Given voyages of up to 16 hours, the lack of a toilet meant women couldn’t be part of Coastguard’s ‘‘wet crew’’.
This was one of the many barriers women faced when working in search and rescue, Musters said.
After 21 years with Coastguard, the volunteer was recently awarded one of the International Rescue Federation’s top prizes for her work as a role model for women in Maritime Search and Rescue (SAR).
Musters said she was humbled by the recognition, as well as gobsmacked to be chosen out of an international selection of nominees.
She didn’t even know she had been nominated until Coastguard president Peter Kara told her she was a finalist.
Musters worked in a number of roles in the Nelson watch. She was currently training five women, including one who had just left school and one in her 50s, to join the team’s ‘‘wet crew’’, and two to work on shore.
Musters said 50% of new recruits had been women over the past two years. There was also a Saturday crew that was predominantly women.

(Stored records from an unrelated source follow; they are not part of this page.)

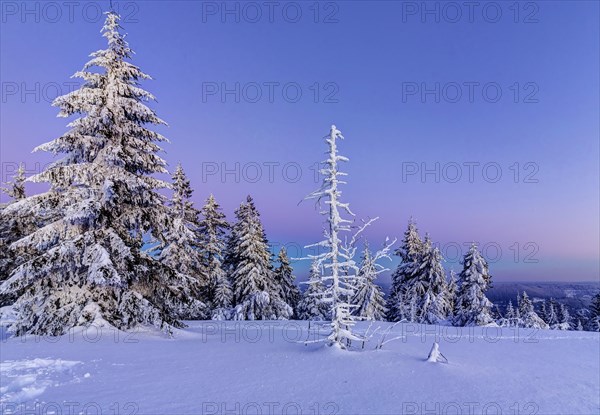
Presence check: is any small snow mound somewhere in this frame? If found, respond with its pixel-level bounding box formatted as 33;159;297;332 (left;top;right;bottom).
427;342;448;363
0;359;81;403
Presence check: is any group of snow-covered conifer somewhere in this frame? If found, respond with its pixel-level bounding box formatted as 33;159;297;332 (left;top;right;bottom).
0;11;600;347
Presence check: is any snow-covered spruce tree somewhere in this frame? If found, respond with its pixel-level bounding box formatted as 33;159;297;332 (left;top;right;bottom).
150;164;208;319
0;163;38;307
544;298;560;329
454;244;494;326
198;195;233;320
586;292;600;332
518;291;548;329
306;125;360;349
232;196;293;320
402;236;450;324
0;11;202;335
446;269;458;314
387;218;424;321
501;301;518;327
274;248;301;317
351;243;387;321
298;261;331;321
2;163;26;202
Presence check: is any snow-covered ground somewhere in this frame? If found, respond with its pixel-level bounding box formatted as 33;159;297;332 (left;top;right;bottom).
0;321;600;415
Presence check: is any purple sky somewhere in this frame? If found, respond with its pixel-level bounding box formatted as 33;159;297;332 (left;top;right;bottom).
0;1;600;281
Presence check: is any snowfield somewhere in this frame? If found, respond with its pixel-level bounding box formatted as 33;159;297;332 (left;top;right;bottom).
0;321;600;415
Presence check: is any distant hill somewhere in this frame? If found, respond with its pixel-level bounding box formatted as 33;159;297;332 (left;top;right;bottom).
487;282;600;309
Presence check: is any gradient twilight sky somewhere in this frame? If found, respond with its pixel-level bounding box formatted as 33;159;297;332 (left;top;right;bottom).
0;1;600;281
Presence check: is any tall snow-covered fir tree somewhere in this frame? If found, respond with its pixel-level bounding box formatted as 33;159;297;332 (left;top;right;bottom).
454;244;494;326
586;292;600;331
517;291;548;329
447;269;458;314
387;218;425;321
402;235;450;324
0;11;202;335
298;261;331;321
198;195;233;319
500;301;518;327
350;244;387;321
541;298;560;328
554;304;572;330
2;163;26;202
231;196;293;320
151;164;208;319
306;125;360;349
274;248;301;317
0;163;37;307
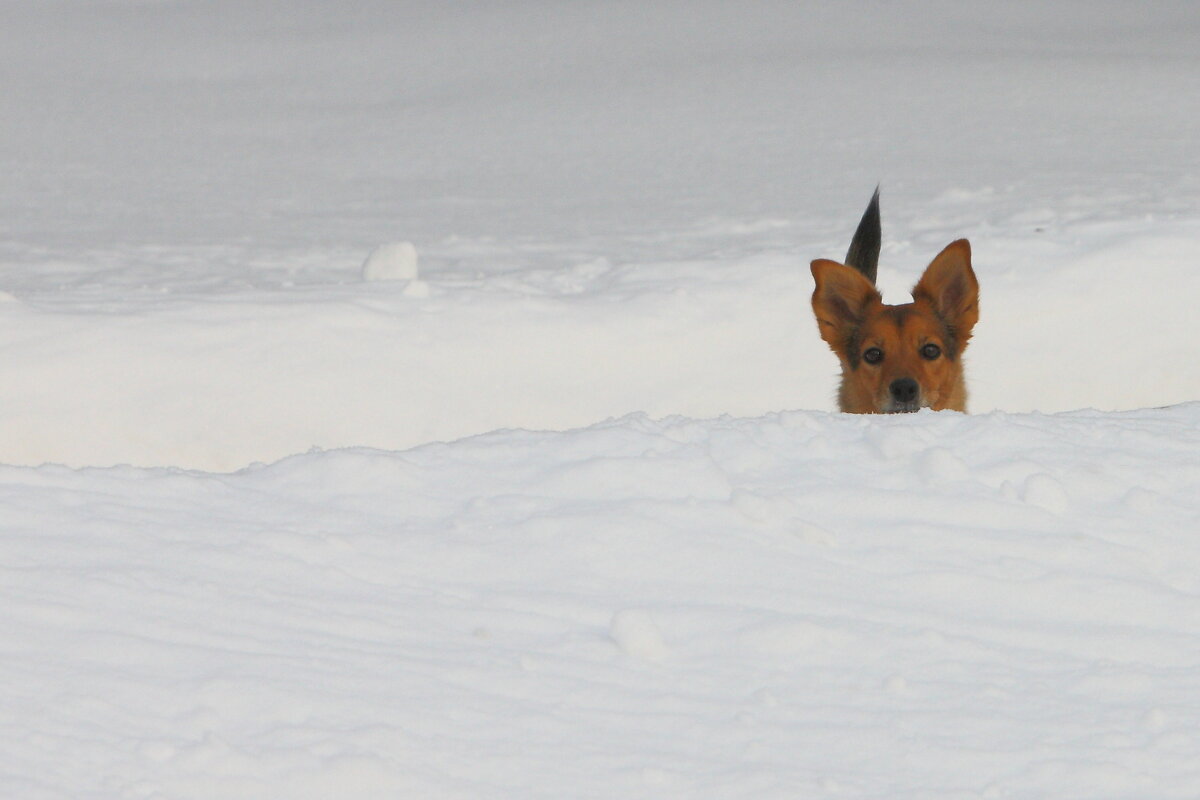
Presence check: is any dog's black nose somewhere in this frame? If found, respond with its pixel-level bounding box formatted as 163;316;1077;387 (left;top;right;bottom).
888;378;920;404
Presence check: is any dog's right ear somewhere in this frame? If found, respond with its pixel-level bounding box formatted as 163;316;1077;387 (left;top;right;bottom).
812;258;883;359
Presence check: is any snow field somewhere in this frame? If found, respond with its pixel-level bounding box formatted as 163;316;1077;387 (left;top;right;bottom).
0;215;1200;471
7;404;1200;798
0;0;1200;800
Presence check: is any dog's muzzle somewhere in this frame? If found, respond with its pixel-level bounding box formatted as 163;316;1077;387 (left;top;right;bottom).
884;378;920;414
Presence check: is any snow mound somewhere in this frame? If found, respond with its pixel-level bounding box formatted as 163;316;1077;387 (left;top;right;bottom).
362;241;418;281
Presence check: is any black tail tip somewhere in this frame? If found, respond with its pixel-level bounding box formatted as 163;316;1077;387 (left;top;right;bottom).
846;185;883;285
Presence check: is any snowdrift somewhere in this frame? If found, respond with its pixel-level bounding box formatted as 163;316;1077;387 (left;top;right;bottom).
9;404;1200;798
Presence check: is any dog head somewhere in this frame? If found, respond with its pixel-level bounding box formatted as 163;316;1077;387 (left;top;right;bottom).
812;239;979;414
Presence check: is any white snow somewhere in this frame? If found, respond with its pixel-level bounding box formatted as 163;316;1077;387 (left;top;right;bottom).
0;0;1200;800
362;241;419;281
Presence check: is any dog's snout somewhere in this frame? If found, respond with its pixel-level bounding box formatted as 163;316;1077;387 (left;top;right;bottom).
888;378;920;405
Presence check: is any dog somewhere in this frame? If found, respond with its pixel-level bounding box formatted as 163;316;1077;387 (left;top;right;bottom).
812;188;979;414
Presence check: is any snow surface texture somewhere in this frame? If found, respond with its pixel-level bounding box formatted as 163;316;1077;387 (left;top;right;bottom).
0;0;1200;800
7;403;1200;799
0;0;1200;470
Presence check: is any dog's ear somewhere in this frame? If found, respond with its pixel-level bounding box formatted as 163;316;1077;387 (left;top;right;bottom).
812;258;882;357
912;239;979;355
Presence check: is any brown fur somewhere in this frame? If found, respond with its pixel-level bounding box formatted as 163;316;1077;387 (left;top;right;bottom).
812;239;979;414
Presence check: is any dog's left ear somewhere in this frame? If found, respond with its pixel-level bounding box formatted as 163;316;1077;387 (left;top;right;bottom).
912;239;979;354
812;258;882;359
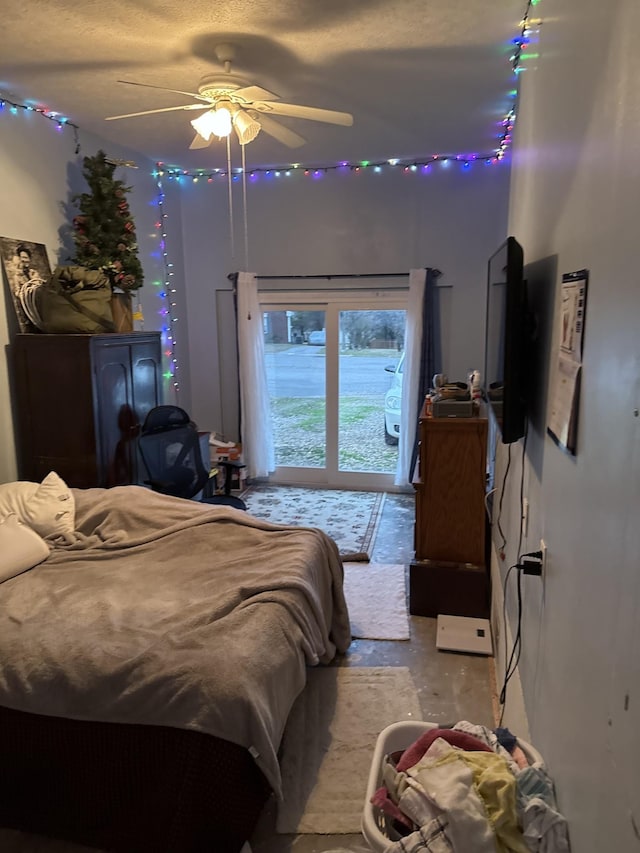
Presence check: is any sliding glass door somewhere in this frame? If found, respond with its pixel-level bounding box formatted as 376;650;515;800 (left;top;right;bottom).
261;291;406;489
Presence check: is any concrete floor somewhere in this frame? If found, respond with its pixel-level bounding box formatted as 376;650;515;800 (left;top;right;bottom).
0;495;495;853
251;494;496;853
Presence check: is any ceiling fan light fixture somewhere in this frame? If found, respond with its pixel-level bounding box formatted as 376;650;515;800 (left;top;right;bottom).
233;110;262;145
191;107;231;142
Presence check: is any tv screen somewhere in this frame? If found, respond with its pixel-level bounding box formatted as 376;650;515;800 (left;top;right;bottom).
484;237;526;444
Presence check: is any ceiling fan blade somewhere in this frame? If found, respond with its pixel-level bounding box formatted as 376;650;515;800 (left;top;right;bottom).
116;80;210;103
254;110;307;148
232;86;280;102
189;133;213;151
105;103;211;121
251;101;353;127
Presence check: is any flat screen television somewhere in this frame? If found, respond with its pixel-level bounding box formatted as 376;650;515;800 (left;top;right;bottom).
484;237;527;444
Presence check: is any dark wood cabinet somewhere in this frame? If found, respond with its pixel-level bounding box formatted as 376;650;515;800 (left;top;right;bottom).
409;408;490;617
12;332;162;488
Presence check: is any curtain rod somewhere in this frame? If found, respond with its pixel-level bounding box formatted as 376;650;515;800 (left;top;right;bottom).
227;269;453;287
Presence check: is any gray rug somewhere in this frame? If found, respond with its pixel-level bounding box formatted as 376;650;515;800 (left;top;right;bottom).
344;563;411;640
241;485;385;562
276;667;422;835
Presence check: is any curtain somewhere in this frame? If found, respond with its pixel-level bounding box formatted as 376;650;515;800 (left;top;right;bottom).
394;269;427;486
237;272;276;479
394;267;441;486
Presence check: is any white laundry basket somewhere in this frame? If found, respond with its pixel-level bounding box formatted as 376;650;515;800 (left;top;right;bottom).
362;720;543;853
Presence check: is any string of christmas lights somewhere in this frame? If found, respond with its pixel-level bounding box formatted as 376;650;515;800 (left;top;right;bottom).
153;177;180;403
0;0;541;402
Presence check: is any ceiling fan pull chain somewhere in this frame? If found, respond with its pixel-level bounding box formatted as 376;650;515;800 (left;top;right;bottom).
240;145;249;272
227;136;236;260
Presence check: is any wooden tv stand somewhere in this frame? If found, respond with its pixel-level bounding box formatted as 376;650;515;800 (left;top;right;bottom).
409;407;490;618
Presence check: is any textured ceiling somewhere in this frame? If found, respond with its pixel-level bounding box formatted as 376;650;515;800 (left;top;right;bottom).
0;0;526;169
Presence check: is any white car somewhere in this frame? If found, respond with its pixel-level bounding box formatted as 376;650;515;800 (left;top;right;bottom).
384;353;404;444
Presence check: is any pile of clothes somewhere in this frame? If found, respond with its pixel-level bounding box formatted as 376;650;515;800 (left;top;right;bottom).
371;720;570;853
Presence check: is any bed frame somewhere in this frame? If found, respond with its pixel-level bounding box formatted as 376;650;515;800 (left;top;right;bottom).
0;707;271;853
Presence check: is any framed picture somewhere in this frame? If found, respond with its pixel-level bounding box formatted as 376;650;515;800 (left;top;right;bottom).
0;237;51;332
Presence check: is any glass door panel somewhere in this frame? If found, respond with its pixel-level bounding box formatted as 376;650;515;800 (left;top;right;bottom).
338;310;405;474
260;291;406;489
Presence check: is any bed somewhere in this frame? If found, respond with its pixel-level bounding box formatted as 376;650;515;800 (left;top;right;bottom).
0;486;351;853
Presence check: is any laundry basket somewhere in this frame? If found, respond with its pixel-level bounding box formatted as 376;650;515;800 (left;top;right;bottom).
362;720;543;853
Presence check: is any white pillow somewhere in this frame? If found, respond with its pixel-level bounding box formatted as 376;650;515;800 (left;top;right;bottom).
0;513;49;583
0;471;76;542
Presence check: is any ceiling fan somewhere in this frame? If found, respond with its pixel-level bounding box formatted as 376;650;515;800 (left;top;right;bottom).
106;44;353;148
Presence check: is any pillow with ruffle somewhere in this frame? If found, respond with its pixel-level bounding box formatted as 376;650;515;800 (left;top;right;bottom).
0;513;49;583
0;471;76;542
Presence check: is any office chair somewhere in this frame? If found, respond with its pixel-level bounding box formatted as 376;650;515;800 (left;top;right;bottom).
138;406;247;510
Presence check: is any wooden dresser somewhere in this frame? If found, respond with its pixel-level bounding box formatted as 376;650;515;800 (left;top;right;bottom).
409;400;490;618
12;332;162;489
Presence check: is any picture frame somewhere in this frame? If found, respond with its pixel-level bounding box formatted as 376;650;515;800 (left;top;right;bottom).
0;237;51;333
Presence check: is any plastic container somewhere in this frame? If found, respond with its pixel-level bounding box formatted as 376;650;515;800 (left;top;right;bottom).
361;720;543;853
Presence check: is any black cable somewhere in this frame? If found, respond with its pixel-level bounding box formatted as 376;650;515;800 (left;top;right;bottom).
498;564;522;725
496;445;511;558
499;420;534;725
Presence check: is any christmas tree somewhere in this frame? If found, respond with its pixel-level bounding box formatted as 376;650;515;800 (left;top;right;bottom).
72;151;144;292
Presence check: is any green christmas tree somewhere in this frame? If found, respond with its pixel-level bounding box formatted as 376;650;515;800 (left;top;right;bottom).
72;151;144;292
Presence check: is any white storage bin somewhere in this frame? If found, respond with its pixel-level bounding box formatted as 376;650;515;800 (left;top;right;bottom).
362;720;542;853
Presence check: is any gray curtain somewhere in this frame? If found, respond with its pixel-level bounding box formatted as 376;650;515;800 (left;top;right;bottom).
411;267;442;480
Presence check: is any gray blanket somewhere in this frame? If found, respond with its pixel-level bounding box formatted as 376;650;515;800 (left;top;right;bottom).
0;486;351;793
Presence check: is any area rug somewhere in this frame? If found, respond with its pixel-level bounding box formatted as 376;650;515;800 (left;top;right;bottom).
344;563;411;640
276;666;422;835
241;486;385;562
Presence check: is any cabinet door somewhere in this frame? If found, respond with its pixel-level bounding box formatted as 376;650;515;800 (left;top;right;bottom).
416;418;486;565
94;335;161;488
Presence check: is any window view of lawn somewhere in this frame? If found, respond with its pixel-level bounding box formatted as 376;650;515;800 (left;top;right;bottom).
263;309;405;474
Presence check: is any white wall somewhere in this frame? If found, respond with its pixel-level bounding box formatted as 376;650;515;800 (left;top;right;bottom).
0;107;175;482
498;0;640;853
175;163;508;430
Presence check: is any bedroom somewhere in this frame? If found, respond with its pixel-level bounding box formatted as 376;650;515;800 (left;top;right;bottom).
0;0;640;853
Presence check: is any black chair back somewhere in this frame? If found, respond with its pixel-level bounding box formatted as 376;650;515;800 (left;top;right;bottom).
138;406;209;498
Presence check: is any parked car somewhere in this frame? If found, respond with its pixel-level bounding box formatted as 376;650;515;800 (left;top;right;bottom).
384;353;404;444
309;329;327;347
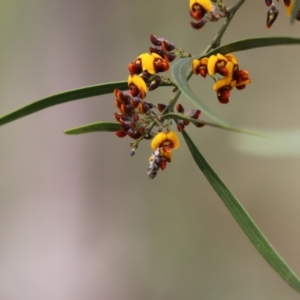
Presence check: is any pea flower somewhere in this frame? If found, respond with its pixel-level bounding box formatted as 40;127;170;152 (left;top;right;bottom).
127;75;147;99
128;53;169;75
190;0;213;21
147;131;179;179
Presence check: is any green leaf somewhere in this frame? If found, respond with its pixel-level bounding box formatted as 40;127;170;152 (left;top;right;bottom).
182;131;300;293
64;122;121;135
204;36;300;56
164;113;268;138
171;58;230;127
290;0;300;24
0;81;128;126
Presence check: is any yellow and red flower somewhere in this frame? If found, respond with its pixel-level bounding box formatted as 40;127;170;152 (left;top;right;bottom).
147;131;179;179
192;57;208;78
190;0;213;21
128;53;169;75
127;75;147;99
151;131;179;150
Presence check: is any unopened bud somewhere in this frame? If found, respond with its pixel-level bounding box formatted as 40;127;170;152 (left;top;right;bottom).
176;103;184;114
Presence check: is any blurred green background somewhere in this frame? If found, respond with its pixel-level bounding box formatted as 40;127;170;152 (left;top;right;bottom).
0;0;300;300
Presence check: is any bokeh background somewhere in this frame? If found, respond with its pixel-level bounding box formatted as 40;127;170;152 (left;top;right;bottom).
0;0;300;300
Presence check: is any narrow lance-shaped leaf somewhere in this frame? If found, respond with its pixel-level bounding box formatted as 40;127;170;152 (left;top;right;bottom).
205;36;300;56
290;0;300;23
182;131;300;293
0;81;128;126
64;122;121;135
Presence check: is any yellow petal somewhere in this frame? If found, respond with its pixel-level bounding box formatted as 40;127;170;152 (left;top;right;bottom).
196;0;213;11
190;0;197;9
167;131;180;149
286;0;295;16
225;61;234;78
225;54;238;65
151;132;167;150
192;59;201;74
127;75;147;98
200;57;208;65
151;131;179;150
213;77;232;91
207;55;218;76
217;53;227;61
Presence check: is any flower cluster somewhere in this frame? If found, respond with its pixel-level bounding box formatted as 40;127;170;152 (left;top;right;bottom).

Musters moved to New Zealand from England when she was 29 to work at Otago University for three years.
She eventually moved up to Nelson, working for the Department of Education and the Nelson Marlborough Institute of Technology, while practising privately part-time as a psychologist.
The incident that got Musters involved with Coastguard was the capsizing of a yacht between Boulder Bank and Haulashore Island in the mid1990s.
Two people died in the tragedy. It was while providing critical instant care to a woman involved in radio communications during the capsizing that Musters decided to get involved with Coastguard.
‘‘It left quite an impression on me, that bad things happen at sea.’’
Initially, Musters started volunteering around six hours a week with the air patrol unit. Very few women were involved back then.
The people involved tended to be ‘‘old school’’ men from the fishing industry, such as retired skippers.
‘‘It wasn’t that accommodating to women.’’
The culture changed very quickly with the new millennium, Musters said, growing into a more professional outlook with formal training offered to staff.
Now, 20 years later, Coastguard felt more like a ‘‘level playing field’’, with many women managers and staff employed by the organisation.
After retiring six years ago, Musters volunteered full-time with the organisation as a way to keep her brain active, she joked.
She was on shift as duty officer when the 14-hour rescue of the Ocean Gem took place, which earned Nelson Coastguard another award from the International Rescue Federation.
To young women who wanted to get involved in Coastguard, Musters said the organisation had equal opportunities, and the Nelson unit was particularly open to anyone joining, regardless of age or gender.
All you needed was time, energy, or skills, and commitment to be part of the team.